SozKZ: Small Language Models for Kazakh Trained from Scratch

Saken Tukenov
Independent Researcher — saken@tukenov.kz
February 2026
kazakh small-language-model llama low-resource-nlp from-scratch chinchilla-optimal

Abstract

We present SozKZ, a family of small language models (50M and 150M parameters) trained from scratch for Kazakh — a low-resource Turkic language with approximately 13 million speakers. Unlike existing approaches that rely on multilingual models or domain adaptation of English-centric models, SozKZ builds dedicated infrastructure from the ground up: custom ByteLevel BPE tokenizers optimized for Kazakh Cyrillic text, multi-stage data cleaning pipelines, and Chinchilla-optimal training schedules. We show that standard multilingual tokenizers exhibit fertility rates of 4.9–6.6 tokens per word on Kazakh text, while our dedicated tokenizers achieve 1.3–1.4, a 3.6–4.9× improvement in encoding efficiency. Our 150M model achieves a perplexity of ~20 on a held-out Kazakh evaluation set and generates coherent, topically relevant Kazakh text across multiple domains. We release all models, tokenizers, datasets, and training code as open-source artifacts on Hugging Face Hub.

1. Introduction

Kazakh is the official language of Kazakhstan and is spoken by approximately 13 million people worldwide. Written in Cyrillic script (with an ongoing transition to Latin), Kazakh is an agglutinative Turkic language with rich morphology, vowel harmony, and flexible word order. Despite growing digital presence, Kazakh remains underrepresented in NLP resources.
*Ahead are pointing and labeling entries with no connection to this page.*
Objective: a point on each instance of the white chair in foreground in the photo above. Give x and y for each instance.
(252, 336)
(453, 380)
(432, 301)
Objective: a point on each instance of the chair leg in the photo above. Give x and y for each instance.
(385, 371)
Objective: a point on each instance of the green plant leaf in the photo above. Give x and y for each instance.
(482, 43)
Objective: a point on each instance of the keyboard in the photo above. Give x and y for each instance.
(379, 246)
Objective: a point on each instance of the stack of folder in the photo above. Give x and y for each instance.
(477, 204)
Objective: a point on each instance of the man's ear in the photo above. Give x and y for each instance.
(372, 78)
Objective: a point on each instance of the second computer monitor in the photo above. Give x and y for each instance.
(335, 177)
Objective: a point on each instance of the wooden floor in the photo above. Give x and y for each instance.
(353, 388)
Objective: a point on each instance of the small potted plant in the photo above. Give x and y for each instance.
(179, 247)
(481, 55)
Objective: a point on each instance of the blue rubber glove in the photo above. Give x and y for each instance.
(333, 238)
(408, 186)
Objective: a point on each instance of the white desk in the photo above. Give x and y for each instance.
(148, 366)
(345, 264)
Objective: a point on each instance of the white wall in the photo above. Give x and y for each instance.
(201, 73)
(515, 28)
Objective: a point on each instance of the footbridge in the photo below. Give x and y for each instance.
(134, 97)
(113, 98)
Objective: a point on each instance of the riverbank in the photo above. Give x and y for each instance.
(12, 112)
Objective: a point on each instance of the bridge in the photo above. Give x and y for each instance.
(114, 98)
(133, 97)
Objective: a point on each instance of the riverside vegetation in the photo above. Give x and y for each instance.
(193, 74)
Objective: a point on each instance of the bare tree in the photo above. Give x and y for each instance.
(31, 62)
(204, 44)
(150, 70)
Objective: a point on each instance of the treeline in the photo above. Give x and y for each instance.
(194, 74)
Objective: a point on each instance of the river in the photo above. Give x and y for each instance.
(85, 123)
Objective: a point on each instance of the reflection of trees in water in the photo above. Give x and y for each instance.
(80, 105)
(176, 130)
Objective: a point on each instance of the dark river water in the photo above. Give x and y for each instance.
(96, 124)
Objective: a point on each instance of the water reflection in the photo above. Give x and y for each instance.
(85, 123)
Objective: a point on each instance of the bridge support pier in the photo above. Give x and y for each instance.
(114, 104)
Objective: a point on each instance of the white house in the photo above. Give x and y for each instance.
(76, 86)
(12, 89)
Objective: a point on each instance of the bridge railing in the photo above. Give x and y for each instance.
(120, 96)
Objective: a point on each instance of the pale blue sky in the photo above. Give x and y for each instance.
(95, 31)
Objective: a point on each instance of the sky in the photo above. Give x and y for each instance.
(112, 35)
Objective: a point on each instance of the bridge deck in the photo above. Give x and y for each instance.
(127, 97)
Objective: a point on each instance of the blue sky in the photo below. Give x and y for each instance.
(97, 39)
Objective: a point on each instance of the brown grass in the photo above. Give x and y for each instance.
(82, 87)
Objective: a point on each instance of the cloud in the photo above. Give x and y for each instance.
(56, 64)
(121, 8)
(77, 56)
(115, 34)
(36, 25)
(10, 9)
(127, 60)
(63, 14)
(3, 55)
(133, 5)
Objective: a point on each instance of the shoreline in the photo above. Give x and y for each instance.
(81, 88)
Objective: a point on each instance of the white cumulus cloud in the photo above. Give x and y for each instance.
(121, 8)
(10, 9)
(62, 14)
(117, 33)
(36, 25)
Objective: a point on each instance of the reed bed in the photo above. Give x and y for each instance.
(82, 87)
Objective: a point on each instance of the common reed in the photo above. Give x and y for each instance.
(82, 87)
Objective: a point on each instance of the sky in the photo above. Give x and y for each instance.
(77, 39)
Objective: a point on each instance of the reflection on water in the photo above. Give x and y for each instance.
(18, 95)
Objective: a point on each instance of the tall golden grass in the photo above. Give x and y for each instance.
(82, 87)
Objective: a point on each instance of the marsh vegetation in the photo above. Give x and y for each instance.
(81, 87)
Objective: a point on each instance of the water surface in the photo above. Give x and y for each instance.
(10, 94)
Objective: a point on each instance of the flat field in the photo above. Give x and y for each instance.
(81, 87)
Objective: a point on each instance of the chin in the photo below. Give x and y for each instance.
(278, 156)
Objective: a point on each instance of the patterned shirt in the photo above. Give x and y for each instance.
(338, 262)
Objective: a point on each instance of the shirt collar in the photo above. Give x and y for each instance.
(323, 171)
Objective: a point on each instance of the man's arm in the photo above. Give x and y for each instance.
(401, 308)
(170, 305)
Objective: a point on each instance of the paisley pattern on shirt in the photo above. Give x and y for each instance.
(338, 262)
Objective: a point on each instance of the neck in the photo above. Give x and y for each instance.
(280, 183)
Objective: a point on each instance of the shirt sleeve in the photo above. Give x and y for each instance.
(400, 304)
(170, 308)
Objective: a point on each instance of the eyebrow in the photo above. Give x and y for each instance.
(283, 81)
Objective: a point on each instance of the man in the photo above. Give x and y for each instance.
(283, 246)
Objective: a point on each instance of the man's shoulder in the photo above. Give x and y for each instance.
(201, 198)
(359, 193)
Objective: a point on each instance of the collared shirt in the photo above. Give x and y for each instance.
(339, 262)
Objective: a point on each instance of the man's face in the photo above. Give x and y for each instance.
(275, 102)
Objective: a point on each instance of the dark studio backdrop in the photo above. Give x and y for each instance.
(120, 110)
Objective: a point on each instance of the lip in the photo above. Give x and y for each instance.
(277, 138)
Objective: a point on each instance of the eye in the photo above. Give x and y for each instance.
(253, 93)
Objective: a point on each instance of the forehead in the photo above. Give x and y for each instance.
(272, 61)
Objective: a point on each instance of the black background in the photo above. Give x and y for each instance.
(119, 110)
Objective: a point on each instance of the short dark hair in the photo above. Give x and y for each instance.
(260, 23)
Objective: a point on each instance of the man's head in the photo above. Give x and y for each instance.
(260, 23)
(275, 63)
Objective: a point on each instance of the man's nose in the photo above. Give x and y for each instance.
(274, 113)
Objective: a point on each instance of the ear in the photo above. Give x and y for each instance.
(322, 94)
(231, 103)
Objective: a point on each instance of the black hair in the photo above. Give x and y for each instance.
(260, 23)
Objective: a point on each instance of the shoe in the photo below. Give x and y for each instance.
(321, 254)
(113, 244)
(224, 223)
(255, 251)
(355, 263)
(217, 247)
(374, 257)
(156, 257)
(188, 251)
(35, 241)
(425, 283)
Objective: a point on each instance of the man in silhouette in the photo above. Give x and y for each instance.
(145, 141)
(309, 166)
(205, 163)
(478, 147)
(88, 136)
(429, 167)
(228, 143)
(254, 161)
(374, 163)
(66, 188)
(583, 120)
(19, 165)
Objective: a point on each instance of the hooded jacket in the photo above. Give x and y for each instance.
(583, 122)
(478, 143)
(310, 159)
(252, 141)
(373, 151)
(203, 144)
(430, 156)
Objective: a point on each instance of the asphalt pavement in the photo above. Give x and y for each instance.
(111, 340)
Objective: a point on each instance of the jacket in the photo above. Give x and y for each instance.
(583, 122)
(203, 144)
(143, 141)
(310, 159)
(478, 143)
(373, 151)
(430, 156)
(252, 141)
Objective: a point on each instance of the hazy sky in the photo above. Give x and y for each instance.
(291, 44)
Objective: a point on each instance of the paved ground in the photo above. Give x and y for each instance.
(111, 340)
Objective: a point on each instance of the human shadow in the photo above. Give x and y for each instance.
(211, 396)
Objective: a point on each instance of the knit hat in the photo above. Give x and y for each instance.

Existing multilingual models such as BLOOM [1], mGPT [2], and XLM-RoBERTa [3] include Kazakh data but allocate minimal vocabulary entries to Kazakh tokens. This leads to poor tokenization efficiency — common Kazakh words are split into many subword pieces or even individual bytes. We quantify this problem: the GPT-NeoX tokenizer [4] produces 6.58 tokens per Kazakh word on average, compared to 1.34 for our dedicated Kazakh tokenizer — a 4.9× difference.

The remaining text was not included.